By the time we’re done, you should be able to start fuzzing
Linux programs in a matter of minutes (as long as they take file input and exit
after processing the file), compile with Clang/LLVM, use persistence mode, and
know when it’s time to find more seed files, prune the existing set, or try a
new approach altogether.
Takeaways:
- Able to start fuzzing Linux programs in a matter of minutes (as long as you take file input and exit after processing the file)

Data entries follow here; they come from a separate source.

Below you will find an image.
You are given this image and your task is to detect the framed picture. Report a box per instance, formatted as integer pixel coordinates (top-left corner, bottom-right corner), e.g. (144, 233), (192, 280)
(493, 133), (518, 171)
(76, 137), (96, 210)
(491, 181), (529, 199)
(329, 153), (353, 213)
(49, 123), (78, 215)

- Compile with Clang/LLVM instrumentation
- Use persistence mode
- Know when it’s time to find more seed files, prune the existing set or try a new approach
Prereqs & Preparation:
This workshop is designed for beginners, no prior fuzzing
experience required.
What to bring to class: All students must bring their own
computer. If it’s running Linux, you should be good to go. If it’s not, get
some VM software (e.g. VirtualBox) and make sure there’s enough RAM and disk
space to put an Ubuntu VM on there. No
need to have prior fuzzing experience, no need to know assembly or how to
reverse binaries (though that’d help once we find a bug). Being able to read C code would be helpful
for the experimental features, but isn’t needed for basic usage.